Час прошел быстро; в совещательной комнате собрались молодые и не очень специалисты.
Панько сосредоточенно нахмурил брови. Несколько оперативников ГУИИ выжидательно смотрели на новенького, с их точки зрения, еще гражданского сотрудника.
– Ну-с, – протянул Белкин.
Валерий Львович Панько слегка хрюкнул, вернее, прокашлялся. Опера переглянулись, мол, не надо здесь покашливать.
– Итак, ближе к середине восемнадцатого века, в эпоху так называемых дворцовых переворотов, немецкий ученый Байер, будучи тружеником петербургской Академии наук, высказал простенькую мысль: русские были неспособны или не совсем способны организовать собственное государство. А посему пригласили варягов, читай немцев-скандинавов-викингов, чтобы эти ребята вместе со своей дружиной организовали у славян управление, власть и порядок. Тем самым, собственно, оправдывалось многочисленное присутствие немцев при русском дворе и в том числе воцарение Анны Иоанновны, которая вернулась в Россию после двадцатилетнего пребывания в Курляндии, а вместе с ней к власти пришли немцы Иоганн Бирон и Христофор Миних. Укрепил свои позиции также Остерман, занимавшийся внешней политикой еще со времен Петра Великого. Короче, история о призвании трех викингов со своей дружиной неплохо копировала присутствие немцев на ключевых постах Российского государства.

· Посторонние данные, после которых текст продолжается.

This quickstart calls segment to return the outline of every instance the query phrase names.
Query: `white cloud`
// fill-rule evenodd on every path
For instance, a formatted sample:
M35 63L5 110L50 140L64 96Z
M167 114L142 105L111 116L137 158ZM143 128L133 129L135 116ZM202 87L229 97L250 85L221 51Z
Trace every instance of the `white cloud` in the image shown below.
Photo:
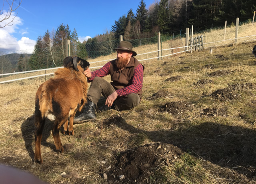
M4 12L3 13L6 13ZM9 19L1 22L0 25L3 26L8 24L14 18L15 15L15 13L12 14ZM17 32L21 35L28 33L27 30L19 30L19 26L23 24L22 20L16 16L11 24L12 25L0 28L0 55L12 53L32 53L36 40L25 37L22 37L18 40L12 34Z
M83 42L84 40L87 41L89 38L91 38L92 37L88 36L78 36L78 40L80 42Z

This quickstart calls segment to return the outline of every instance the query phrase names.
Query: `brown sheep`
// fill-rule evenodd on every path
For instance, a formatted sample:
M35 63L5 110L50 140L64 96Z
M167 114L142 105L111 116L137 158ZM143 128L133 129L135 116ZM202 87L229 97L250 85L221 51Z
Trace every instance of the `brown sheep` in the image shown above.
M252 54L256 57L256 45L254 45L252 49Z
M64 68L58 69L54 78L41 84L36 94L35 162L40 164L43 162L41 141L46 118L54 121L52 136L56 150L62 152L64 149L59 134L60 128L64 125L64 134L74 135L76 112L80 111L87 102L88 83L83 72L89 67L89 62L77 57L67 57L63 63Z

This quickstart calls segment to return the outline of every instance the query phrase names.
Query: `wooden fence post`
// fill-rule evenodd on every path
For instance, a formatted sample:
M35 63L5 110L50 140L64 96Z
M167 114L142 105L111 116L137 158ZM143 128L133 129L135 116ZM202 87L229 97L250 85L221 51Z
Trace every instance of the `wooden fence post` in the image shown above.
M225 40L226 39L226 30L227 28L227 21L225 21L225 28L224 28L224 38L223 40Z
M123 41L123 35L119 36L119 43L121 41Z
M193 38L193 50L194 51L196 51L196 38Z
M190 40L190 46L191 46L190 49L191 50L190 50L191 53L192 53L193 52L193 37L192 37Z
M239 24L239 18L236 18L236 35L235 36L235 44L237 45L237 36L238 34L238 24Z
M158 52L157 57L161 57L162 54L160 50L161 48L161 33L157 33L157 50ZM160 58L158 58L158 60L160 60Z
M188 39L189 37L189 28L186 28L186 40L185 42L185 46L186 47L185 48L185 50L188 50Z
M66 56L70 56L70 40L67 40L66 45Z
M195 46L196 46L196 51L198 51L198 45L197 43L197 38L195 38Z
M201 35L201 42L202 43L202 48L203 50L204 46L204 36L202 35Z

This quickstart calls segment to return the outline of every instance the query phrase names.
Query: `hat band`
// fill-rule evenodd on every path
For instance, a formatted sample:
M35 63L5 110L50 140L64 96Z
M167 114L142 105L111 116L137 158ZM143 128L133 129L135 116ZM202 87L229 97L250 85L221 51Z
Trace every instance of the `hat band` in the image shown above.
M126 50L130 50L130 48L126 48L126 47L118 47L118 48L117 48L117 49L125 49Z

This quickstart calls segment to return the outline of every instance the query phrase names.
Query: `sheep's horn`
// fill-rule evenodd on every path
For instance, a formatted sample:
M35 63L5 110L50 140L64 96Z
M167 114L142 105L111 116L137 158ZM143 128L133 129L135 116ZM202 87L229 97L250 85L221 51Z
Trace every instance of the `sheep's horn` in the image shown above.
M75 68L75 70L77 72L79 72L79 70L77 68L77 62L79 61L80 59L77 57L74 57L73 58L73 64L74 64L74 67Z

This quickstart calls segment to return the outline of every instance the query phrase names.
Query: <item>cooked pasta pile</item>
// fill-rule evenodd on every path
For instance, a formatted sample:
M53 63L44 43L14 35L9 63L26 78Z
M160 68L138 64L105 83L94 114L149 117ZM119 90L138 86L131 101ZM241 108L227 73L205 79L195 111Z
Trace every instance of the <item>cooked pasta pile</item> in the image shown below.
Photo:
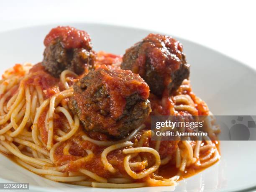
M67 105L77 75L66 70L52 79L39 68L29 72L31 67L16 65L0 82L0 151L36 174L97 187L173 185L187 169L202 170L220 158L217 141L153 141L144 124L124 139L98 139L83 131ZM189 90L186 79L172 98L171 110L206 114L202 101ZM211 127L212 120L205 120L209 135L215 136L218 131ZM166 146L173 151L161 152ZM170 178L158 174L166 166L175 168Z

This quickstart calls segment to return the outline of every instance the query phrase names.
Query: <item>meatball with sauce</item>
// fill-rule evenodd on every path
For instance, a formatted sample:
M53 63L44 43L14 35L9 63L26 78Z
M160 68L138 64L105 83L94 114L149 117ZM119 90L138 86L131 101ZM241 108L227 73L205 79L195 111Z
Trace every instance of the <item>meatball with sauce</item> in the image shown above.
M73 88L69 107L87 131L123 138L141 125L151 111L148 86L130 70L103 65Z
M92 68L95 54L85 31L59 26L51 31L44 43L46 48L42 64L54 77L58 77L66 69L80 74Z
M168 95L189 77L189 65L182 51L182 45L171 37L150 34L126 50L121 68L139 74L151 92Z

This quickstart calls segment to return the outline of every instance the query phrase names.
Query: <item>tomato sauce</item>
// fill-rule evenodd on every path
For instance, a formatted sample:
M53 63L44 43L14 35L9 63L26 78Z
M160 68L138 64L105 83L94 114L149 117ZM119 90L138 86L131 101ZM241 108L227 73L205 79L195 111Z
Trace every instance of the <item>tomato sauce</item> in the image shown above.
M31 68L28 78L24 80L25 84L39 86L43 91L45 98L50 98L60 91L59 79L46 72L40 63Z
M60 38L64 48L92 49L91 39L89 34L83 31L78 30L69 26L58 26L53 28L46 36L44 44L49 46L56 38Z

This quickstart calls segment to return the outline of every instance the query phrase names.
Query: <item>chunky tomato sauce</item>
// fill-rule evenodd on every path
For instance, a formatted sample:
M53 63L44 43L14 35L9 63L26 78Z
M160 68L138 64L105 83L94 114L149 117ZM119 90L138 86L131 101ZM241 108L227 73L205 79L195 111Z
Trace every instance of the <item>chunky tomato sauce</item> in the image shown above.
M39 86L45 97L47 98L59 92L59 80L50 75L44 69L41 63L34 65L24 83L28 85Z
M87 33L69 26L53 28L44 39L44 45L48 46L52 41L59 38L66 49L92 49L91 39Z
M102 66L101 68L105 67ZM117 119L123 113L127 97L135 92L139 94L143 100L146 100L148 97L149 87L145 82L137 80L138 75L124 71L122 77L120 77L115 71L112 72L111 75L104 71L102 72L102 82L110 93L110 113L113 118Z

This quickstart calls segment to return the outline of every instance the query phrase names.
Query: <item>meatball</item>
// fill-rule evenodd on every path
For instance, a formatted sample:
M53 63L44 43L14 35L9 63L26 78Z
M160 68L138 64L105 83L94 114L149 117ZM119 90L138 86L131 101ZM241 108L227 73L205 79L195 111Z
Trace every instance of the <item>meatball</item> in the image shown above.
M130 70L103 65L73 87L69 107L87 131L124 138L142 124L151 111L148 86Z
M122 69L139 74L157 96L176 90L188 78L189 67L180 43L158 34L150 34L127 49L121 64Z
M91 39L85 31L70 27L57 27L46 37L42 63L52 76L58 77L66 69L78 74L92 67L95 54Z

Имя Байера, наверное, так бы и сгинуло, как имена тысячи других ученых, но что произошло: уже в царствование Екатерины Второй на торжественном заседании Академии наук немец Шлецер произнес речь о происхождении русского государства от варягов, чем вызвал неудовольствие Ломоносова и еще нескольких товарищей. Те стали выводить Русь из сочинений античных публицистов вроде Тацита, и с тех пор пошло-поехало, стали меряться глубиной исторического прошлого. Два лагеря бьются за племя русь, за имя «Русь», за тех, кого впервые стали называть русами, за основоположников, за начала, – Панько выдохнул.
– На что эти начала влияют? Кто первый там встал, гребцы шведы-руотси либо роксоланы с низовий Днепра? Разве так, по щелчку пальца, можно устроить государство? В Индии долгое время была английская администрации, но Англии из Индии не получилось до сих пор. Так в чем соль?
Вопрос Белкина повис в воздухе. Это был вопрос не про Русь, это был вопрос про смысл ГУИИ…
– Вы эти свои академические штучки оставьте для университетов, – взял слово Толь Толич, – развели здесь коллоквиумы, понимаешь. Нам сверху дано указание раздавить норманнистов. Вы подумали о социальных последствиях ваших метаний? Получается, что славяне от Новгорода до Днепровских порогов не смогли создать собственное государство, объединиться подобно другим народам Европы и Азии и выйти на авансцену истории. Так, что ли? В учителя захотели пойти? Берите на хрен летописи, историографию и, едрит-мадрит, несите этих норманнистов на блюде.